In seeking the ultimate answer to our question, How were the Israelites prepared to be the chosen people? we are confronted by a miracle that baffles our power to analyse: it is the supreme fact that the Spirit of the Almighty touched the spirit of certain men in ancient Israel so that they became seers and prophets. This is their own testimony, and their deeds and words amply confirm it. The experiences of men to-day also demonstrate its possibility. Indeed it is not surprising, but most natural, that the one supreme Personality in the universe should reveal Himself to and through human minds, and that the most enlightened men of the most spiritually enlightened race should be the recipients of the fullest and most perfect revelation. It is the truth that they thus perceived, and then proclaimed by word and deed and pen, that completed the preparation of the chosen people, for it was none other than the possession of a unique spiritual message that constituted the essence of their choice.

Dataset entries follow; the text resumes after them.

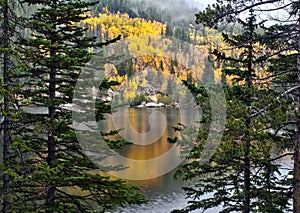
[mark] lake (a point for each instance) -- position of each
(164, 193)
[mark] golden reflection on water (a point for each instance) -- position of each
(136, 155)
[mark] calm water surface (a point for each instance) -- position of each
(164, 193)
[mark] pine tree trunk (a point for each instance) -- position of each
(51, 188)
(247, 173)
(6, 140)
(296, 181)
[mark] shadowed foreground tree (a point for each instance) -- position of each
(283, 37)
(56, 175)
(242, 175)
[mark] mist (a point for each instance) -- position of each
(177, 10)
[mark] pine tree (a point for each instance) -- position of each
(282, 38)
(242, 175)
(57, 176)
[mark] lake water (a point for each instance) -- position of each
(164, 193)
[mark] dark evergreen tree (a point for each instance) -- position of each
(56, 175)
(283, 39)
(242, 175)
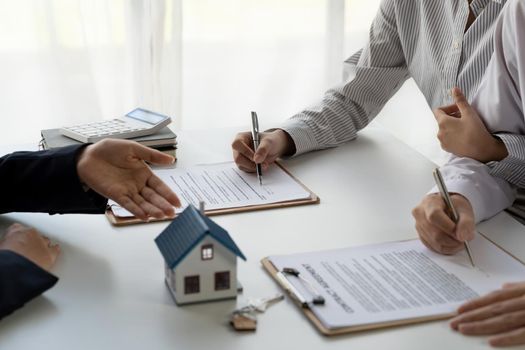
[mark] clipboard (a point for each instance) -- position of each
(272, 270)
(313, 199)
(323, 329)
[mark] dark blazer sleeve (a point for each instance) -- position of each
(45, 181)
(20, 281)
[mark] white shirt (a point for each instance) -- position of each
(500, 102)
(422, 39)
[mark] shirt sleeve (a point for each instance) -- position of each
(45, 181)
(380, 71)
(487, 194)
(20, 281)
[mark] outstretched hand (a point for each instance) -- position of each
(462, 132)
(435, 227)
(27, 242)
(117, 169)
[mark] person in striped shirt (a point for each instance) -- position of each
(466, 130)
(441, 45)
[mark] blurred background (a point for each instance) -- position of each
(206, 63)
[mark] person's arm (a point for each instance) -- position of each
(25, 258)
(78, 179)
(379, 72)
(500, 101)
(46, 181)
(477, 196)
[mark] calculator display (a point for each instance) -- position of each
(146, 116)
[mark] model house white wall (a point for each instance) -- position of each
(223, 260)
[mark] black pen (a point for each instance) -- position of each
(450, 206)
(255, 137)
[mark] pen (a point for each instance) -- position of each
(294, 293)
(255, 137)
(450, 206)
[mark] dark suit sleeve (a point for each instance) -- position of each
(45, 181)
(20, 281)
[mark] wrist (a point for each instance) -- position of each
(288, 145)
(496, 151)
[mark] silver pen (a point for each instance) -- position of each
(450, 206)
(255, 137)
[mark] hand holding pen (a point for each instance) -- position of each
(272, 145)
(450, 208)
(436, 228)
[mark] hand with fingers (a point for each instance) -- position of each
(500, 314)
(462, 132)
(27, 242)
(273, 144)
(118, 169)
(435, 227)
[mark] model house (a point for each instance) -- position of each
(200, 258)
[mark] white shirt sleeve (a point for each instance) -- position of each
(500, 102)
(487, 194)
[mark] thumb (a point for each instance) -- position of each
(152, 156)
(262, 152)
(461, 101)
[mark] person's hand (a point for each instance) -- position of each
(500, 313)
(437, 230)
(462, 132)
(272, 145)
(28, 243)
(117, 169)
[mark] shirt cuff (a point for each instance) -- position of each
(511, 168)
(301, 135)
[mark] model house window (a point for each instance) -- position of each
(222, 280)
(192, 284)
(207, 252)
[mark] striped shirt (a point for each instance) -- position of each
(422, 39)
(500, 102)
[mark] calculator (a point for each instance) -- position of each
(138, 122)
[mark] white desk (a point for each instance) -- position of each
(111, 293)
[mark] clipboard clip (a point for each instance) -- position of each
(317, 298)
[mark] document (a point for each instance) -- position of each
(397, 281)
(223, 185)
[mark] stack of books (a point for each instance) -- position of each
(165, 140)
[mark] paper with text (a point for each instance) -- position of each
(223, 186)
(398, 281)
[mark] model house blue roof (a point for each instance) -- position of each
(186, 231)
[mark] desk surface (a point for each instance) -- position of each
(111, 293)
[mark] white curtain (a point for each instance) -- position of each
(207, 63)
(68, 61)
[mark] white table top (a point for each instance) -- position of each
(111, 293)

Furthermore, as the greatest of the later prophets declares (Isa_40:1-31; Isa_41:1-29; Isa_42:1-25; Isa_43:1-28; Isa_44:1-28; Isa_45:1-25; Isa_46:1-13; Isa_47:1-15; Isa_48:1-22; Isa_49:1-26; Isa_50:1-11; Isa_51:1-23; Isa_52:1-15; Isa_53:1-12; Isa_54:1-17; Isa_55:1-13.), that Divine choice did not mean that they were to be the recipients of exceptional favours, but rather that they were called to service. By the patient enduring of suffering and by voluntary self-sacrifice they were to perfect the revelation of God's character and will in the life of humanity.1 [Note: C. F. Kent, Origin and Permanent Value of the Old Testament, 59.]
The Hebrews were to have impressed upon them the ineffaceable stamp of separateness. “Lo, the people shall dwell alone, and shall not be reckoned among the nations.” Abraham is “the ideal representative of the life of faith and of separation from the idolatries of an evil world.” God's call to him detached him from his heathen environment. Separation from the world is the crux, the cross of true religion. “It is only with renunciation that life, properly speaking, can be said to begin.” But what is essential in this is the detachment of the heart. “Abraham's renunciation,” as Augustine observes, “was not the bodily removal, but the, inward separation of the soul, from his worldly possessions.” His change of locality would have effected little, had there not been at the same time a change in the condition of his heart. When God commanded His people to separate themselves, this was but a means to an end. Detachment from the creature is useless unless it leads to attachment to the Creator. God asks not only world-surrender, but self-surrender. The abiding ideal is not abstraction from the world, but protection from its evil; to be in the world without being of it; not to retire from the world, but, as Cowley says, “rather to retire from the world as it is man's, into the world as it is God's.”1 [Note: J. Strachan, Hebrew Ideals, i. 19.]